I’m pleased to report that as the yeast slowly flocculates out, it’s leaving the beer with a much cleaner taste than I was getting from it even a week ago. When I sampled it on Thanksgiving, it was fruity and a little sulfuric. Now it’s clean tasting and very dry, with only a hint of mineral flavor from the molasses and a burst of herbal bitterness from the late spice addition of sweet gale and juniper berries.
What’s missing is any sign of herb or spice in the aroma/flavor arena. So today, a few days before kegging, I made a “spice potion” with the remaining sweet gale and juniper berries.
What’s a spice potion?

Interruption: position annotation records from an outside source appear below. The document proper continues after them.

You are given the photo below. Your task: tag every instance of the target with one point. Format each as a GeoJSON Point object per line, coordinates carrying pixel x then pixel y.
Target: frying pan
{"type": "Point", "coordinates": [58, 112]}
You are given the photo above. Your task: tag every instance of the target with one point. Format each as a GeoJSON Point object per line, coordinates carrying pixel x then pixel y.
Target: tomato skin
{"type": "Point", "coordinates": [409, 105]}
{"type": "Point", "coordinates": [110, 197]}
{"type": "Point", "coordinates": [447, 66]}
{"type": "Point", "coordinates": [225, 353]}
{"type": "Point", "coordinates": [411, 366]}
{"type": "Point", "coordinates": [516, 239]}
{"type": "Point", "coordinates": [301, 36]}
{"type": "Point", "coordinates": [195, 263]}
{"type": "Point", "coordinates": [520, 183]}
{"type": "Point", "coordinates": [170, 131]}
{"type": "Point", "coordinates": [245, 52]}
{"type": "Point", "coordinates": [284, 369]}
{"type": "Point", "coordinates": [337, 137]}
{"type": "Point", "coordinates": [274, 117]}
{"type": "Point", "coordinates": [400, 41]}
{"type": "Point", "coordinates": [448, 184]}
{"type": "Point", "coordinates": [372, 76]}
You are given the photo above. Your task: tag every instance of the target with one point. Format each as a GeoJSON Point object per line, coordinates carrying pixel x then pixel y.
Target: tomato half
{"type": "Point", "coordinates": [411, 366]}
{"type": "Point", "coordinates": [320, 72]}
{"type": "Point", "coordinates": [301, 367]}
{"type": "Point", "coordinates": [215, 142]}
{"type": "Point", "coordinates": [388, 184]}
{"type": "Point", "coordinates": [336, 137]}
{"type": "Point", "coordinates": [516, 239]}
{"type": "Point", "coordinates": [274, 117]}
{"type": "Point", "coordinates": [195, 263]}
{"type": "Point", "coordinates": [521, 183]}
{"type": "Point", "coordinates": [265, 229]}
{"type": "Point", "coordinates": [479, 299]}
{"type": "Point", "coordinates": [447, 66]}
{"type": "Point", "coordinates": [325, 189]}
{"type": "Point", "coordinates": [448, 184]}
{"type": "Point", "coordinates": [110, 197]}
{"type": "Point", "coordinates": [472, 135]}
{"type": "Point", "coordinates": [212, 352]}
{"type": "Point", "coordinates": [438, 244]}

Despite sounding like something from a Dune or Harry Potter book (or some sick and unnecessary crossover that I would nevertheless read because I friggin’ love both those series: Harry Potter and the Floating Fat Baron? House Elves of Dune? I’m looking at you, J.K. Rowling and Brian Herbert) a spice potion is a method for adding spices or herbs to homebrew without boiling – and thus losing many of the volatile compounds that give those ingredients their distinguishing features – and that’s more elegant than simply throwing them in the fermenter.

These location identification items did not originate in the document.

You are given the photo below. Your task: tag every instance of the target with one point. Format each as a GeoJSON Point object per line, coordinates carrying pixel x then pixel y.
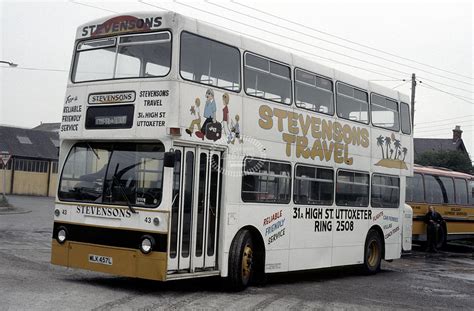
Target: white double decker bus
{"type": "Point", "coordinates": [188, 151]}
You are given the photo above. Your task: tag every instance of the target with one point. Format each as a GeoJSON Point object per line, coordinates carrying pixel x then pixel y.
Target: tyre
{"type": "Point", "coordinates": [372, 253]}
{"type": "Point", "coordinates": [241, 261]}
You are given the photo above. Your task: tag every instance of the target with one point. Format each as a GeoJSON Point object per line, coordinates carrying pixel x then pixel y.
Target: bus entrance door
{"type": "Point", "coordinates": [195, 209]}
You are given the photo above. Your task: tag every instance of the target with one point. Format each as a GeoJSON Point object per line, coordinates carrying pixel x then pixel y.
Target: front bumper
{"type": "Point", "coordinates": [125, 262]}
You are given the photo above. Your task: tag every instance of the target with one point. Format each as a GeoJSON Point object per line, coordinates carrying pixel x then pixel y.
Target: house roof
{"type": "Point", "coordinates": [30, 143]}
{"type": "Point", "coordinates": [437, 144]}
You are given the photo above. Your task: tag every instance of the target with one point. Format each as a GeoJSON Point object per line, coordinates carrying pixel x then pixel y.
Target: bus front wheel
{"type": "Point", "coordinates": [241, 261]}
{"type": "Point", "coordinates": [372, 253]}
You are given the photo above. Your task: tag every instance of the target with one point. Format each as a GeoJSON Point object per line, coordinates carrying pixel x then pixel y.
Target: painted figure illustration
{"type": "Point", "coordinates": [195, 111]}
{"type": "Point", "coordinates": [392, 157]}
{"type": "Point", "coordinates": [236, 130]}
{"type": "Point", "coordinates": [211, 129]}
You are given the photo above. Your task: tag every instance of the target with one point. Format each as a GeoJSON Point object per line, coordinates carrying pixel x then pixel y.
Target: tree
{"type": "Point", "coordinates": [451, 159]}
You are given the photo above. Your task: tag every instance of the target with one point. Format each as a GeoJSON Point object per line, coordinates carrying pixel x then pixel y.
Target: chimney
{"type": "Point", "coordinates": [457, 133]}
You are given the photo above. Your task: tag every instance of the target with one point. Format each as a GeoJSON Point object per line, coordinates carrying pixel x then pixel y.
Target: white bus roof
{"type": "Point", "coordinates": [180, 22]}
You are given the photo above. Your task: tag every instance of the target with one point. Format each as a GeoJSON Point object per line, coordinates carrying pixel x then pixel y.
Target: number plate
{"type": "Point", "coordinates": [104, 260]}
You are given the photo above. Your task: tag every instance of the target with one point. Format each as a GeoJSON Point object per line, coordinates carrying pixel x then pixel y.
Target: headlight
{"type": "Point", "coordinates": [62, 234]}
{"type": "Point", "coordinates": [147, 244]}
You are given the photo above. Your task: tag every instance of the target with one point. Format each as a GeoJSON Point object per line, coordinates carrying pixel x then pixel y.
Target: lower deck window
{"type": "Point", "coordinates": [266, 181]}
{"type": "Point", "coordinates": [352, 189]}
{"type": "Point", "coordinates": [313, 185]}
{"type": "Point", "coordinates": [385, 191]}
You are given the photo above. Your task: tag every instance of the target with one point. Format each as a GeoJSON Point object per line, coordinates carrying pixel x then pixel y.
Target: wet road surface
{"type": "Point", "coordinates": [27, 281]}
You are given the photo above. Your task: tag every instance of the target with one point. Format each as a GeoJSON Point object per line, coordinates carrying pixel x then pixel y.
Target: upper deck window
{"type": "Point", "coordinates": [267, 79]}
{"type": "Point", "coordinates": [352, 103]}
{"type": "Point", "coordinates": [313, 92]}
{"type": "Point", "coordinates": [130, 56]}
{"type": "Point", "coordinates": [405, 116]}
{"type": "Point", "coordinates": [209, 62]}
{"type": "Point", "coordinates": [384, 112]}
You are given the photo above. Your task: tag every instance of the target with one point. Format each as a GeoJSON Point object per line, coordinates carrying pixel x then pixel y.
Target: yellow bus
{"type": "Point", "coordinates": [450, 193]}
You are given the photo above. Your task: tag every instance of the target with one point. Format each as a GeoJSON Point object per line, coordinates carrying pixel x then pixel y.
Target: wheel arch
{"type": "Point", "coordinates": [259, 248]}
{"type": "Point", "coordinates": [379, 231]}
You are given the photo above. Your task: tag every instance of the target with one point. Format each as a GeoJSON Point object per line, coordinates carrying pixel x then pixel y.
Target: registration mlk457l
{"type": "Point", "coordinates": [100, 259]}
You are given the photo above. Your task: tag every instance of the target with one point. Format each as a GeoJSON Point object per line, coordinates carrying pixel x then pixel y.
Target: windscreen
{"type": "Point", "coordinates": [131, 56]}
{"type": "Point", "coordinates": [118, 173]}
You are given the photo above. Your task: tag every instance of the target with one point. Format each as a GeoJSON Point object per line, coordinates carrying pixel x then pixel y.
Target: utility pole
{"type": "Point", "coordinates": [413, 86]}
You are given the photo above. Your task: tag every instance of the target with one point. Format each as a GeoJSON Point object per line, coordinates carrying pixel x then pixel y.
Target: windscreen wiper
{"type": "Point", "coordinates": [122, 191]}
{"type": "Point", "coordinates": [93, 150]}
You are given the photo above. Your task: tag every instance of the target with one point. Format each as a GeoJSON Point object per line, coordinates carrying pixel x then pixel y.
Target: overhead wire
{"type": "Point", "coordinates": [444, 124]}
{"type": "Point", "coordinates": [434, 121]}
{"type": "Point", "coordinates": [349, 41]}
{"type": "Point", "coordinates": [446, 92]}
{"type": "Point", "coordinates": [34, 69]}
{"type": "Point", "coordinates": [92, 6]}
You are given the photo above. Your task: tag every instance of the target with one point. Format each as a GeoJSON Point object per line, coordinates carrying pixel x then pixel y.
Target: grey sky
{"type": "Point", "coordinates": [39, 36]}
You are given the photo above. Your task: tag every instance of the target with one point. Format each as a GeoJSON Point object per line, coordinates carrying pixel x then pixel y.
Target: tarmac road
{"type": "Point", "coordinates": [29, 282]}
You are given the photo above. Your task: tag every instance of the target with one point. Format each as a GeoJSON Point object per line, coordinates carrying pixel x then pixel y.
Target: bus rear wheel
{"type": "Point", "coordinates": [241, 261]}
{"type": "Point", "coordinates": [372, 253]}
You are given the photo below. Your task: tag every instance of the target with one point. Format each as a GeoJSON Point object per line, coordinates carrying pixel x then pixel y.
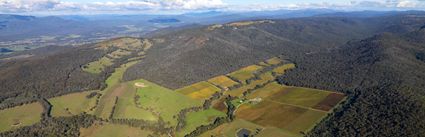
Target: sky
{"type": "Point", "coordinates": [181, 6]}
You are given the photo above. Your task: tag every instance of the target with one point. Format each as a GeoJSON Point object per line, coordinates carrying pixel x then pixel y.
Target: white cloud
{"type": "Point", "coordinates": [134, 5]}
{"type": "Point", "coordinates": [30, 6]}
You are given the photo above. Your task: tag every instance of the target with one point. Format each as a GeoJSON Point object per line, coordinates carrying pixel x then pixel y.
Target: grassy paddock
{"type": "Point", "coordinates": [126, 107]}
{"type": "Point", "coordinates": [282, 69]}
{"type": "Point", "coordinates": [72, 104]}
{"type": "Point", "coordinates": [107, 100]}
{"type": "Point", "coordinates": [196, 119]}
{"type": "Point", "coordinates": [112, 130]}
{"type": "Point", "coordinates": [164, 101]}
{"type": "Point", "coordinates": [20, 116]}
{"type": "Point", "coordinates": [274, 61]}
{"type": "Point", "coordinates": [222, 81]}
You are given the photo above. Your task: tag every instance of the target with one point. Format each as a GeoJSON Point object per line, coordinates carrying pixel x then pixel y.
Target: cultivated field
{"type": "Point", "coordinates": [274, 61]}
{"type": "Point", "coordinates": [72, 104]}
{"type": "Point", "coordinates": [126, 107]}
{"type": "Point", "coordinates": [113, 130]}
{"type": "Point", "coordinates": [121, 47]}
{"type": "Point", "coordinates": [165, 102]}
{"type": "Point", "coordinates": [295, 110]}
{"type": "Point", "coordinates": [111, 92]}
{"type": "Point", "coordinates": [20, 116]}
{"type": "Point", "coordinates": [281, 69]}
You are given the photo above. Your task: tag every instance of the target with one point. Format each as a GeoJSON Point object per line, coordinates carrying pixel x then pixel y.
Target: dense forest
{"type": "Point", "coordinates": [199, 53]}
{"type": "Point", "coordinates": [378, 62]}
{"type": "Point", "coordinates": [383, 78]}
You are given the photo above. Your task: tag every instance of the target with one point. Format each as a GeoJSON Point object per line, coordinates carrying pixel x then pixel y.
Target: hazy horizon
{"type": "Point", "coordinates": [80, 7]}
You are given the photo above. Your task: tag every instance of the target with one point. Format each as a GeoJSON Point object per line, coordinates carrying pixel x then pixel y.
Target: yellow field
{"type": "Point", "coordinates": [263, 64]}
{"type": "Point", "coordinates": [266, 91]}
{"type": "Point", "coordinates": [245, 73]}
{"type": "Point", "coordinates": [20, 116]}
{"type": "Point", "coordinates": [72, 104]}
{"type": "Point", "coordinates": [200, 90]}
{"type": "Point", "coordinates": [281, 69]}
{"type": "Point", "coordinates": [223, 81]}
{"type": "Point", "coordinates": [274, 61]}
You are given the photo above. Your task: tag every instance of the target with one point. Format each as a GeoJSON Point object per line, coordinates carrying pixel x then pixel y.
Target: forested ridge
{"type": "Point", "coordinates": [383, 79]}
{"type": "Point", "coordinates": [198, 53]}
{"type": "Point", "coordinates": [377, 62]}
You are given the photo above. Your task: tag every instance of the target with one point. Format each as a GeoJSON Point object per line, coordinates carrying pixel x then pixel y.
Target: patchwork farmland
{"type": "Point", "coordinates": [246, 102]}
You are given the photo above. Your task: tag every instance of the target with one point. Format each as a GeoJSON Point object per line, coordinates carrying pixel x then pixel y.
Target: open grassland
{"type": "Point", "coordinates": [276, 132]}
{"type": "Point", "coordinates": [200, 90]}
{"type": "Point", "coordinates": [72, 104]}
{"type": "Point", "coordinates": [121, 47]}
{"type": "Point", "coordinates": [163, 101]}
{"type": "Point", "coordinates": [245, 73]}
{"type": "Point", "coordinates": [126, 107]}
{"type": "Point", "coordinates": [223, 81]}
{"type": "Point", "coordinates": [274, 61]}
{"type": "Point", "coordinates": [329, 102]}
{"type": "Point", "coordinates": [97, 66]}
{"type": "Point", "coordinates": [199, 118]}
{"type": "Point", "coordinates": [113, 90]}
{"type": "Point", "coordinates": [281, 69]}
{"type": "Point", "coordinates": [113, 130]}
{"type": "Point", "coordinates": [230, 129]}
{"type": "Point", "coordinates": [266, 91]}
{"type": "Point", "coordinates": [25, 115]}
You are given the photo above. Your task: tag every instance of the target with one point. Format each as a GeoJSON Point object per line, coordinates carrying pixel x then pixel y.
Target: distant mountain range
{"type": "Point", "coordinates": [18, 32]}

It’s simply soaking the herbs/spices in distilled liquor to extract the essence. As I understand it, this works because alcohol is a better solvent than water, so more of the flavor and aroma compounds are extracted than in water steeping, and no heat means the subtler characteristics of the ingredient are retained. And since it’s distilled spirit, it’s safe to add to the beer without fear of infection. Any spirit will do. Vodka is common because of its neutral flavor, but depending on the specific ingredient being extracted, I’ve heard of people using rum, tequila, or whiskey (whose name, incidentally, comes from the Gaelic phrase uisce beatha meaning “water of life”, which is also a solution of pure spice essence in the Dune series – and now we’ve come full geek circle).
I used vodka. And since quality isn’t really important for the small amount that will end up in the beer, I used the cheapest vodka I keep on hand: the stuff that comes in a 1.75-liter bottle for $9, which I use to fill my airlocks (never for drinking). I muddled a quarter ounce of juniper berries with a gram of sweet gale in a mortar and then placed it in a sanitized glass with about 2 ounces of vodka. The resulting mixture wasn’t pretty to look at, but had an herbal/tart aroma pleasantly similar to gin.

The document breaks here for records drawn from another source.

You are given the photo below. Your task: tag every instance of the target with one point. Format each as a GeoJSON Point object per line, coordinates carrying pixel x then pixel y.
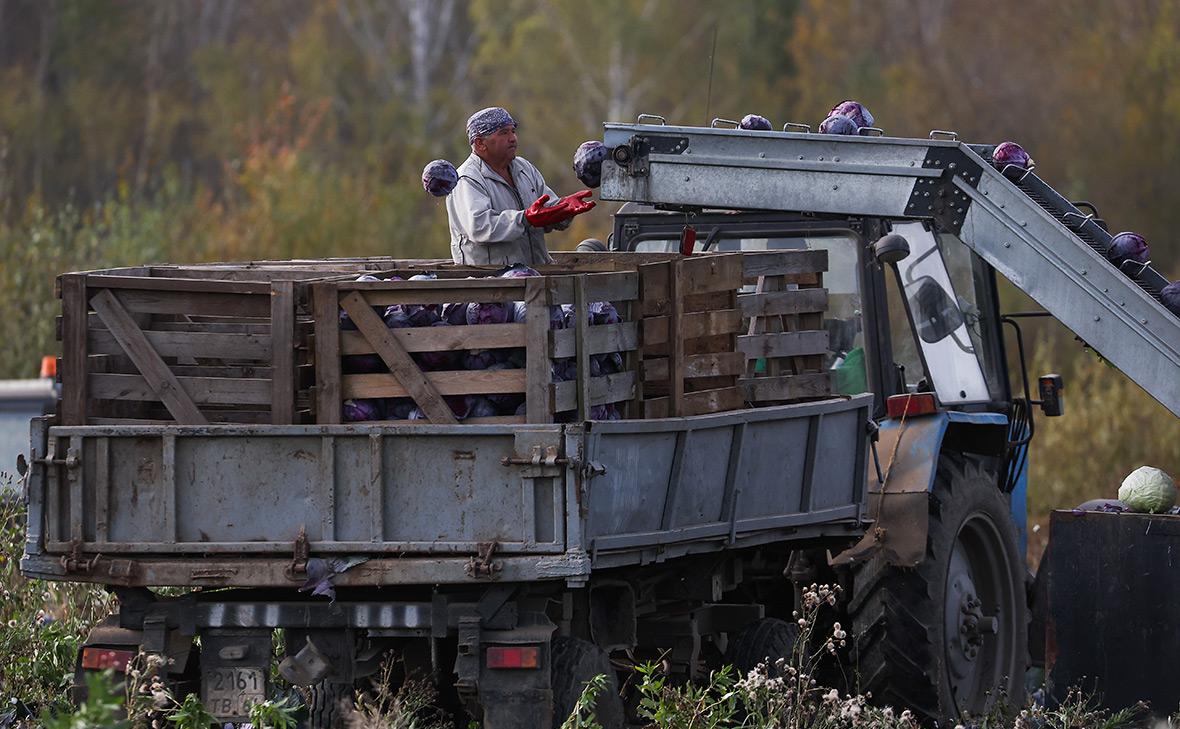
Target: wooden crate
{"type": "Point", "coordinates": [785, 343]}
{"type": "Point", "coordinates": [729, 330]}
{"type": "Point", "coordinates": [542, 346]}
{"type": "Point", "coordinates": [151, 349]}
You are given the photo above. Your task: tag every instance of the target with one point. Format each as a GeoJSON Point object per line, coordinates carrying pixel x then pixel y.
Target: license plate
{"type": "Point", "coordinates": [229, 693]}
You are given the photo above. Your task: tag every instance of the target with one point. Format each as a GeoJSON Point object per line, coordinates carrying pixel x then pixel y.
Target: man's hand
{"type": "Point", "coordinates": [539, 216]}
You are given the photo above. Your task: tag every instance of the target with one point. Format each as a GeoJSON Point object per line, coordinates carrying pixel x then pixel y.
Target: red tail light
{"type": "Point", "coordinates": [513, 656]}
{"type": "Point", "coordinates": [102, 658]}
{"type": "Point", "coordinates": [911, 405]}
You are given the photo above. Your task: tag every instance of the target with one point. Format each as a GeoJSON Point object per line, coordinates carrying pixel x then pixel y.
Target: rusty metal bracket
{"type": "Point", "coordinates": [76, 563]}
{"type": "Point", "coordinates": [482, 565]}
{"type": "Point", "coordinates": [301, 551]}
{"type": "Point", "coordinates": [538, 457]}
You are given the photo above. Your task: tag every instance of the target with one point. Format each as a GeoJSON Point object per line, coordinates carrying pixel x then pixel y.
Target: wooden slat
{"type": "Point", "coordinates": [163, 383]}
{"type": "Point", "coordinates": [793, 387]}
{"type": "Point", "coordinates": [444, 339]}
{"type": "Point", "coordinates": [190, 345]}
{"type": "Point", "coordinates": [73, 348]}
{"type": "Point", "coordinates": [581, 327]}
{"type": "Point", "coordinates": [401, 366]}
{"type": "Point", "coordinates": [282, 327]}
{"type": "Point", "coordinates": [600, 339]}
{"type": "Point", "coordinates": [326, 308]}
{"type": "Point", "coordinates": [784, 262]}
{"type": "Point", "coordinates": [713, 365]}
{"type": "Point", "coordinates": [785, 345]}
{"type": "Point", "coordinates": [710, 273]}
{"type": "Point", "coordinates": [676, 341]}
{"type": "Point", "coordinates": [602, 389]}
{"type": "Point", "coordinates": [699, 404]}
{"type": "Point", "coordinates": [204, 391]}
{"type": "Point", "coordinates": [537, 362]}
{"type": "Point", "coordinates": [196, 303]}
{"type": "Point", "coordinates": [782, 302]}
{"type": "Point", "coordinates": [152, 283]}
{"type": "Point", "coordinates": [200, 326]}
{"type": "Point", "coordinates": [598, 287]}
{"type": "Point", "coordinates": [476, 382]}
{"type": "Point", "coordinates": [702, 323]}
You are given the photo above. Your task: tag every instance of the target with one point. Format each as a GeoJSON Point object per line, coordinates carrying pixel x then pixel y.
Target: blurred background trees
{"type": "Point", "coordinates": [138, 130]}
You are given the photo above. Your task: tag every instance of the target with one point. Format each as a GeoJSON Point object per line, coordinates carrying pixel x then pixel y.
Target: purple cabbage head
{"type": "Point", "coordinates": [398, 408]}
{"type": "Point", "coordinates": [439, 177]}
{"type": "Point", "coordinates": [854, 111]}
{"type": "Point", "coordinates": [588, 163]}
{"type": "Point", "coordinates": [395, 317]}
{"type": "Point", "coordinates": [838, 124]}
{"type": "Point", "coordinates": [603, 313]}
{"type": "Point", "coordinates": [520, 315]}
{"type": "Point", "coordinates": [489, 313]}
{"type": "Point", "coordinates": [755, 123]}
{"type": "Point", "coordinates": [1010, 153]}
{"type": "Point", "coordinates": [604, 412]}
{"type": "Point", "coordinates": [1128, 247]}
{"type": "Point", "coordinates": [519, 270]}
{"type": "Point", "coordinates": [1171, 297]}
{"type": "Point", "coordinates": [479, 359]}
{"type": "Point", "coordinates": [564, 369]}
{"type": "Point", "coordinates": [454, 314]}
{"type": "Point", "coordinates": [361, 363]}
{"type": "Point", "coordinates": [358, 411]}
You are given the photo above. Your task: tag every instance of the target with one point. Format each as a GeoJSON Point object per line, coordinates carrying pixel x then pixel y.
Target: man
{"type": "Point", "coordinates": [490, 223]}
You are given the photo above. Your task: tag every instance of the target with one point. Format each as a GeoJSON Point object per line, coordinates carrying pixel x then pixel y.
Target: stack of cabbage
{"type": "Point", "coordinates": [474, 314]}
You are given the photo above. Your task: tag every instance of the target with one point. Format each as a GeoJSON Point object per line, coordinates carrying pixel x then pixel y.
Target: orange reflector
{"type": "Point", "coordinates": [102, 658]}
{"type": "Point", "coordinates": [910, 405]}
{"type": "Point", "coordinates": [513, 656]}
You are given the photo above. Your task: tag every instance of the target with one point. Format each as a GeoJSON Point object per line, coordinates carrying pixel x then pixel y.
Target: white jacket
{"type": "Point", "coordinates": [486, 215]}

I’ll let the potion steep, covered with sanitized foil, from now until Sunday. Then I’ll strain out the chunks, add the essence to the keg, and rack the beer on top of that. Since the bitterness is already prominent in the brew, I think this is the last little flavor kick the beer needs to make it ready for prime time.
Watch this space for the next few days as I share my stories from Thanksgiving week. Since there’s no turkey or shopping involved in either of them, I’m sure you’ll enjoy them despite the passage of time.
Until then, keep the spice – and the beer – flowing.